Cocaine is not one of the more widely abused drugs by teenagers, but teen cocaine addiction does exist. According to the National Institute on Drug Abuse, about six million people over the age of 12 have used cocaine at least once in the past year. 3.4% of 10th graders and 5.2% of 12th graders have used cocaine in the past year. Most cocaine use by teenagers is experimentation, but that does not mean that cocaine is safe.

Cocaine is highly addictive and the body develops a tolerance to its use. One of the most dangerous effects of teen cocaine use is that a person's body can become used to the amounts of cocaine used, and need more and more of the drug in order to feel the same effects. This can increase the chance of overdose as the user takes successively greater amounts of cocaine in an effort to get high.

New drug research suggests that teens may get addicted and relapse more easily than adults because developing brains are more powerfully motivated by drug-related cues. This conclusion has been reached by researchers who found that adolescent rats given cocaine -- a powerfully addicting stimulant -- were more likely than adults to prefer the place where they got it. That learned association endured: Even after experimenters extinguished the drug-linked preference, a small reinstating dose of cocaine appeared to rekindle that preference -- but only in the adolescent rats. The research, performed at McLean Hospital, Harvard Medical School's largest psychiatric facility, was reported in Behavioral Neuroscience.

Teen Cocaine Addiction: Know the Signs to Look For
If you think that your child may be experimenting with cocaine or suffering with a teen cocaine addiction, take action. Here are several signs of teen cocaine abuse.

  • A change in behaviors, such as flunking out of school or not going to school.
  • A change in friends and groups within different ages.
  • Acting withdrawn or depressed, very tired and careless about personal appearance.
  • Change of eating habits and loss of weight.
  • Change of sleeping habits; sleeps all day and is up all night.
  • Frequent and dramatic mood swings.
  • Frequent sniffing or runny nose (common when one is snorting cocaine).
  • Frequently needing money and stealing it to support their habit.
  • Losing interest in the things they used to like to do, such as family activities.
  • Red eyes, bloodshot from lack of use or prolonged use.

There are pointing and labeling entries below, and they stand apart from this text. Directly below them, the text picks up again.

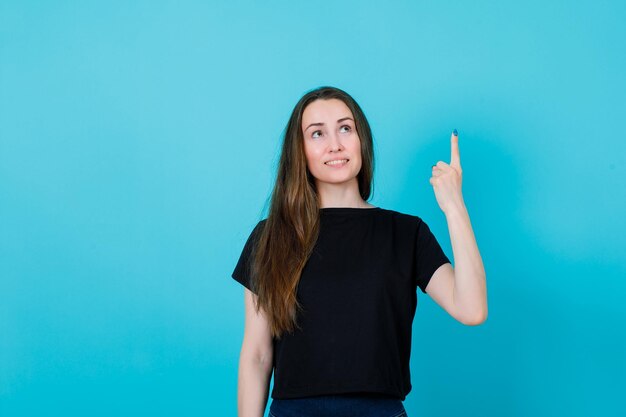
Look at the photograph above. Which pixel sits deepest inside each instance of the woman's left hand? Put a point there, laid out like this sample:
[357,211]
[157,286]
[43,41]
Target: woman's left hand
[446,179]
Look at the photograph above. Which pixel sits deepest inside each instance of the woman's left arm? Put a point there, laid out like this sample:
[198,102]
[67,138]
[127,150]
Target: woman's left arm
[470,288]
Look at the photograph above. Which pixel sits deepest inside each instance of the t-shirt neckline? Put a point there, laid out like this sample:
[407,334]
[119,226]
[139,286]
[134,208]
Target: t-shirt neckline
[348,210]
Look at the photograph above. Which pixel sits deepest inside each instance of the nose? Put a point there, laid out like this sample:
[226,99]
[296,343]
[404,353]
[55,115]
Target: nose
[335,143]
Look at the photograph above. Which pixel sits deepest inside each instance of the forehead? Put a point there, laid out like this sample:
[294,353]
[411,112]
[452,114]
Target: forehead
[325,111]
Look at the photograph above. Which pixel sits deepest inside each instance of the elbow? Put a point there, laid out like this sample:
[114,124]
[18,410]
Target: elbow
[476,319]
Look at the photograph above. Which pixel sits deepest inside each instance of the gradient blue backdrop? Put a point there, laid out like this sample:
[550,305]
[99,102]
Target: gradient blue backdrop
[138,144]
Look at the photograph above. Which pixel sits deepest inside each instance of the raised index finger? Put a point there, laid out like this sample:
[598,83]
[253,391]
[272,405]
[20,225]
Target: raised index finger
[455,158]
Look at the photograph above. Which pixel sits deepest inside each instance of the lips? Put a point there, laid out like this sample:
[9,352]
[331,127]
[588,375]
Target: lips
[339,161]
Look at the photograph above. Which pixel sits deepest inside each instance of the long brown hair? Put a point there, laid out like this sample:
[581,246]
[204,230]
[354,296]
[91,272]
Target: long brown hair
[291,229]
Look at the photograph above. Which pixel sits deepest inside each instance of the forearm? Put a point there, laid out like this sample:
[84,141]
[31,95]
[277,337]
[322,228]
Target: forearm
[253,387]
[470,289]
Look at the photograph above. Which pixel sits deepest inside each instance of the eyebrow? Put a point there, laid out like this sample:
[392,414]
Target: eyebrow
[322,124]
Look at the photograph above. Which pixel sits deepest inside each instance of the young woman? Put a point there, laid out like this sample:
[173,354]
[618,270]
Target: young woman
[331,280]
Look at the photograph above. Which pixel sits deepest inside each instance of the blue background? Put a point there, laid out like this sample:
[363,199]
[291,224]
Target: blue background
[138,144]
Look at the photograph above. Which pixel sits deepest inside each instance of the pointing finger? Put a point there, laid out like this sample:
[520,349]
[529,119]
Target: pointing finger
[455,157]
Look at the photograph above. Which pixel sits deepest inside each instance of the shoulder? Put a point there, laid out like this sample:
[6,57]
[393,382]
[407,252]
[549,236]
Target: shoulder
[401,218]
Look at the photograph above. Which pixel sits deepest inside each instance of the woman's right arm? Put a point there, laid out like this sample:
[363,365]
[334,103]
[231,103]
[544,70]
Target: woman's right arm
[255,361]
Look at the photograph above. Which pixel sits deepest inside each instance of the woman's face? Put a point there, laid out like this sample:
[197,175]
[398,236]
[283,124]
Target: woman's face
[330,135]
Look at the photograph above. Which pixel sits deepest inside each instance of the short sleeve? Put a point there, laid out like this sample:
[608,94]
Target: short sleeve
[242,271]
[430,255]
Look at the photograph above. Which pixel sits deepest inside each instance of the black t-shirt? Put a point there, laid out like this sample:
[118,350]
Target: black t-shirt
[359,294]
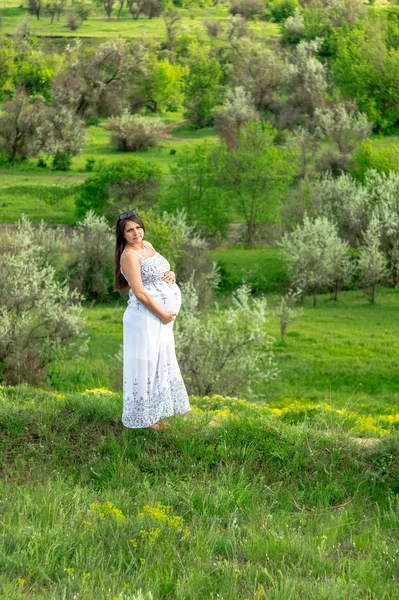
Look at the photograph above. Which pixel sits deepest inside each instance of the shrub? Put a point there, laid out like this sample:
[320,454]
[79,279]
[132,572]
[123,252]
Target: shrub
[40,318]
[248,8]
[316,257]
[131,133]
[91,266]
[74,22]
[62,162]
[221,353]
[372,262]
[117,186]
[213,27]
[280,10]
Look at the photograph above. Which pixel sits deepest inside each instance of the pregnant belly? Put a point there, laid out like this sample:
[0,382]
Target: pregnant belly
[166,295]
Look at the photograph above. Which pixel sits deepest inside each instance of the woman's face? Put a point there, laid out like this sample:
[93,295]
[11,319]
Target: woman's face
[133,232]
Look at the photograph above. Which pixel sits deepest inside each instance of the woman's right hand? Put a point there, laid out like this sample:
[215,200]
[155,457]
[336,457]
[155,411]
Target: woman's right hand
[167,317]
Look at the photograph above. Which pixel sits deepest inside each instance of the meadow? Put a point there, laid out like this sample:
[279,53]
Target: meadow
[98,27]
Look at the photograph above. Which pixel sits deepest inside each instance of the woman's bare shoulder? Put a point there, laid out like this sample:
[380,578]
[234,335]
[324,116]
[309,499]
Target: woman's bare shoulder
[128,256]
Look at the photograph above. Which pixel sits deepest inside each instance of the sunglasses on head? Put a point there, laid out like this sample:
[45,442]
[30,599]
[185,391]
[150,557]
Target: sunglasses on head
[129,213]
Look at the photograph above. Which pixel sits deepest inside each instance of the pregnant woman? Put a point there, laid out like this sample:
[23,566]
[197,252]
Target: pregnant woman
[153,387]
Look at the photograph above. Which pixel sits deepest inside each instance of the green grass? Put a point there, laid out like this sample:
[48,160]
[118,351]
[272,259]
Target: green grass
[99,27]
[241,507]
[342,353]
[262,268]
[46,194]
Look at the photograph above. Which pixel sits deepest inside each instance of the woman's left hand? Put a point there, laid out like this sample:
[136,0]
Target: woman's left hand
[170,277]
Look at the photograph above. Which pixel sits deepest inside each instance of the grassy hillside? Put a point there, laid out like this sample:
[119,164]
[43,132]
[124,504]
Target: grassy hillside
[341,353]
[229,505]
[99,27]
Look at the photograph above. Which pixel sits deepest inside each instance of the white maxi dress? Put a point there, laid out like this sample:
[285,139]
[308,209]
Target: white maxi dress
[153,387]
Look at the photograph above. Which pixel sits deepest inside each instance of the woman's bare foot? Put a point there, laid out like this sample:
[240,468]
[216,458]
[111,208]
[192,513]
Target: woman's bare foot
[155,426]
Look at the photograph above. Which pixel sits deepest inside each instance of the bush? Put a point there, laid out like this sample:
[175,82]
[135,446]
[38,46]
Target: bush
[40,318]
[91,267]
[62,162]
[74,22]
[248,8]
[117,187]
[280,10]
[223,352]
[131,133]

In addition to these common signs of teen cocaine addiction, it appears that compulsive cocaine use may develop into addiction even more rapidly if the substance is injected and smoked. Some of the things you can do if your child is suffering with teen cocaine addiction are:

  • Be there for them and encourage them to get help.
  • Find a professional teen cocaine addiction treatment center or some other form of intervention that will give them a chance to recover.
  • Get information on the drug and the effects it has on other people so that you can gauge what kind of help will best suit your child and your family.